The upper membership function (UMF) and lower membership function (LMF) of \( \tilde{A} \) are two T1 membership functions that bound the footprint of uncertainty (FOU) as shown in Fig. 7. The UMF of \( \tilde{A} \) is the upper bound of the FOU \( ( {\tilde{A}} ) \) and denoted as \( \bar{\mu }_{{\tilde{x}}} \left( x \right)\forall x \in X \), and the LMF is the lower bound of the FOU \( ( {\tilde{A}} ) \) and denoted as \( \underline{\mu }_{{\tilde{x}}} \left( x \right)\forall x \in X \). The UMF and LMF can be characterized as follows [23, 24]:
$$ \bar{\mu }_{{\tilde{x}}} \left( x \right) = \overline{{{\text{FOU}}( {\tilde{A}} )}} \forall x \in X $$
(8)
$$ \underline{\mu }_{{\tilde{x}}} \left( x \right) = \underline{{{\text{FOU}}( {\tilde{A}} )}} \forall x \in X $$
(9)
The computations of fuzzification and inference for IT2-FLC were given and discussed in [12, 22,23,24]. For this operation, type reduction to convert IT2-FLC into a T1-FLC is performed [23, 24]. There are several methods of type reduction. In this paper, the “center-of-sets” type reduction is used. The calculations of this method were done and given in [23]. In addition, the defuzzification method is determined to convert type-reduced set to crisp output of an IT2-FLS [23, 24].
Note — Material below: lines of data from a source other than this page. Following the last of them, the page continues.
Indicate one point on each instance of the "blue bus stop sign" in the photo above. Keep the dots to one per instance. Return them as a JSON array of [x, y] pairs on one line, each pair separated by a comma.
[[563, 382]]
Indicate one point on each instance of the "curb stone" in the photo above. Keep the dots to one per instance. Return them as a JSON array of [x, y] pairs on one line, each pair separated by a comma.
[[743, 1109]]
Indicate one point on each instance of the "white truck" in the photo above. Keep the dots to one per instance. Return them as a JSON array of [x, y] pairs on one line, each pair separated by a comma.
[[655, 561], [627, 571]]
Online interval type-2 fuzzy self-tuning for the OPID controller
Figure 8 shows the block diagram of an IT2F-PID controller for SPMSM. For the system under study, the universe of discourse for both e(t) and Δe(t) for Kp2, Ki2 and Kd2 is normalized with [− 0.9, 0], [− 0.01, 0] and [− 0.1, 0], respectively, while the universe of discourse for each Kp2, Ki2 and Kd2 is normalized from [0, 5.5], [0, 10] and [0, 0.4], respectively. The linguistic labels are {negative big, negative medium, negative small, zero, positive small, positive medium, positive big}, and the linguistic labels of the outputs are {zero, medium small, small, medium, big, medium big, very big}. The IT2 of membership function for e(t) and Δe(t) and for the output Kp2 is shown in Figs. 9 and 10, respectively. The membership functions for e(t) and Δe(t) and for Ki2 and Kd2 are similar to Figs. 9 and 10, respectively, but with different universes of discourse values.
The control rules used for T1FST of OPID controller for determining the output gains from fuzzy controller were given [7, 17].
This general equation of the PID can be written as:
$$ U = K_{\text{p}} + K_{\text{i}} \int\nolimits e{\text{d}}t + K_{\text{d}} \frac{{{\text{d}}e\left( t \right)}}{{{\text{d}}t}} $$
(10)
This equation of the PID after fuzzy effect can be written as:
$$ U = K_{{{\text{p}}3}} + K_{{{\text{i}}3}} \int\nolimits e{\text{d}}t + K_{{{\text{d}}3}} \frac{{{\text{d}}e\left( t \right) }}{{{\text{d}}t}} $$
(11)
where
$$ K_{{{\text{p}}3}} = K_{\text{p}} *K_{{{\text{p}}2}} ,\quad K_{{{\text{i}}3}} = K_{\text{i}} *K_{{{\text{i}}2}} ,\quad K_{{{\text{d}}3}} = K_{\text{d}} *K_{{{\text{d}}2}} $$
Kp2, Ki2 and Kd2 are the output gains from fuzzy controller of IT2FST, where Kei error input normalizing gain, i = 1, 2, 3; K∆ei, ∆error input normalizing gain, i = 1, 2, 3.